As an employee at Seattle Children’s Hospital, identified only as John Doe 1 to protect his privacy and safety, writes:

In one case, Seattle Children’s diagnosed a fetus with a lethal disorder, and because of number of weeks of gestation, the patient had to travel out of state to obtain an abortion. I had interactions with the physician who performed the abortion relating to the autopsy that Children’s Labs performed on the fetus. That physician was later killed by someone with anti-abortion views.

In another affidavit, a professor and research scientist who studies congenital birth defects and is identified as Jane Doe 8, writes:

I fear that having my identity and personal information released to the public would lead to harassment, threats, or violence directed against me or my family.

Protecting the privacy and safety of researchers and employees with ties to fetal tissue science has emerged as an issue of growing concern among scientists as anti-choice groups and Republican lawmakers march on with what some have called a Planned Parenthood “witch hunt.”

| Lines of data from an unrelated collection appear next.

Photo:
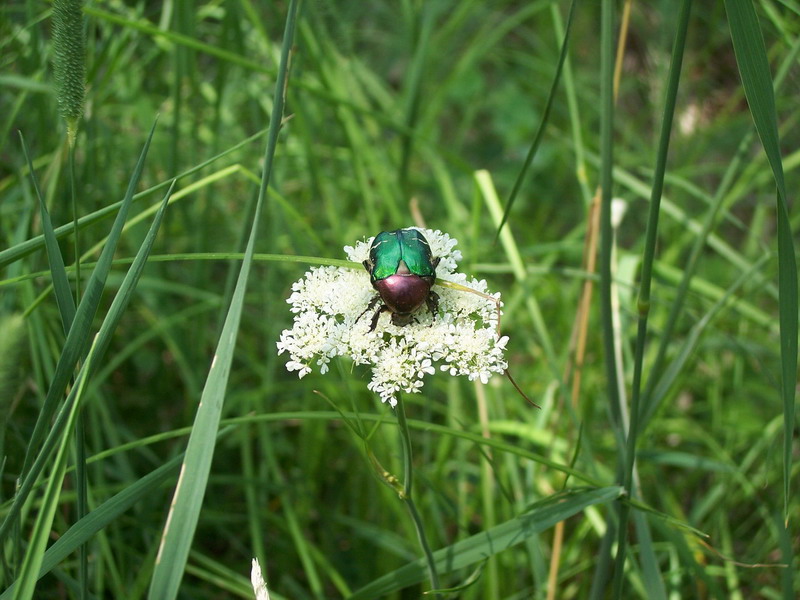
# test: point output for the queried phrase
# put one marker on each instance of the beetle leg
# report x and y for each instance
(377, 315)
(432, 302)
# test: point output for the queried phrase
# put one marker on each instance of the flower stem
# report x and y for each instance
(405, 439)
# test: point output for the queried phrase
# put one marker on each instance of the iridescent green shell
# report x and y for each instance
(390, 248)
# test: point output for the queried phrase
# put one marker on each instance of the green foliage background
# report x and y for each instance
(398, 113)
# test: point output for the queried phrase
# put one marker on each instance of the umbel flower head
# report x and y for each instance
(329, 320)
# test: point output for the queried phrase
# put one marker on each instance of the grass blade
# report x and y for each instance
(477, 548)
(66, 304)
(104, 334)
(44, 520)
(643, 303)
(184, 512)
(751, 58)
(545, 117)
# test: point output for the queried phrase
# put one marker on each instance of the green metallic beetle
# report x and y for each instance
(403, 271)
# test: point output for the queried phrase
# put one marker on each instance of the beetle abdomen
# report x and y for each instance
(404, 293)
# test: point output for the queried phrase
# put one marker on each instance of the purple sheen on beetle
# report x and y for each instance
(404, 294)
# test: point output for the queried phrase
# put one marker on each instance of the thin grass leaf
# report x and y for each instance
(79, 332)
(44, 521)
(751, 58)
(184, 511)
(643, 308)
(23, 249)
(83, 530)
(543, 123)
(477, 548)
(117, 308)
(64, 299)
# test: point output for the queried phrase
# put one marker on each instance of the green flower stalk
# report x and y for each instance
(70, 62)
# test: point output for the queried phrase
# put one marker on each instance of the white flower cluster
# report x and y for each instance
(329, 304)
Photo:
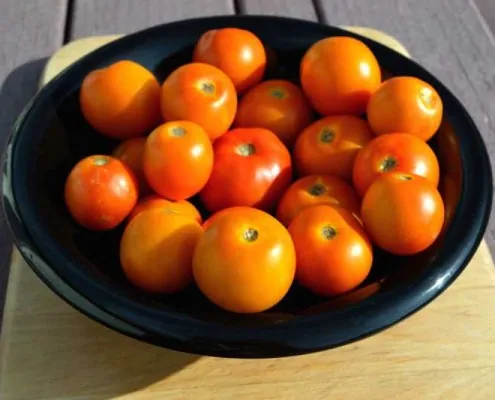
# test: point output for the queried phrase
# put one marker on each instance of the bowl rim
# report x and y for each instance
(304, 334)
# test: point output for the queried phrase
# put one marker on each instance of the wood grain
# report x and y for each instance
(50, 351)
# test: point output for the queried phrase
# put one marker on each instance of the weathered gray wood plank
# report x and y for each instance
(100, 17)
(448, 38)
(302, 9)
(30, 32)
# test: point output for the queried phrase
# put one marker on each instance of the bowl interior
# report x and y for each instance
(62, 137)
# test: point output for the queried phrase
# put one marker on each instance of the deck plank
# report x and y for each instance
(102, 17)
(31, 32)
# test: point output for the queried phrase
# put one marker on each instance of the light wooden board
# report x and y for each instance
(50, 351)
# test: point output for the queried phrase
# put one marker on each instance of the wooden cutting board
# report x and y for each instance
(50, 351)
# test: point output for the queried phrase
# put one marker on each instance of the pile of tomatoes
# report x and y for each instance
(297, 181)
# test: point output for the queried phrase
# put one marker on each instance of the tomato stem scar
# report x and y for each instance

In June, the head of the U.S. House Select Investigative Panel on Infant Lives revealed fetal tissue scientists’ identities in letters sent to U.S. Department of Health and Human Services—prompting fears in the medical research community the individuals will be subject to harassment and violence by anti-abortion activists.

As Chung told Rewire, “This is all very much rooted in the concern that the same types of harassment and violence that clinics experience are now being targeted on a wider range of people—all with the goal of chilling important research and medical care.”

The lawsuit is the fourth filed against Daleiden and his anti-choice group following the release of the first wave of CMP’s sting videos last summer. Planned Parenthood Federation of America, the National Abortion Federation (NAF), and StemExpress, a fetal tissue processing firm that once worked with Planned Parenthood, have all sued in federal court in California.

Daleiden often frames his work as citizen journalism, but in a brief filed with the NAF lawsuit, 18 of the country’s leading journalists and journalism scholars noted that “calling himself an ‘investigative journalist’ … does not make it so.”

In April, California Attorney General Kamala Harris’ office searched Daleiden’s California apartment as part of an ongoing investigation into the CMP’s secret recording methods.

Officials in a dozen states, including Washington state, have cleared Planned Parenthood of any wrongdoing in its tissue donation programs, and eight additional states have declined to investigate the health-care provider.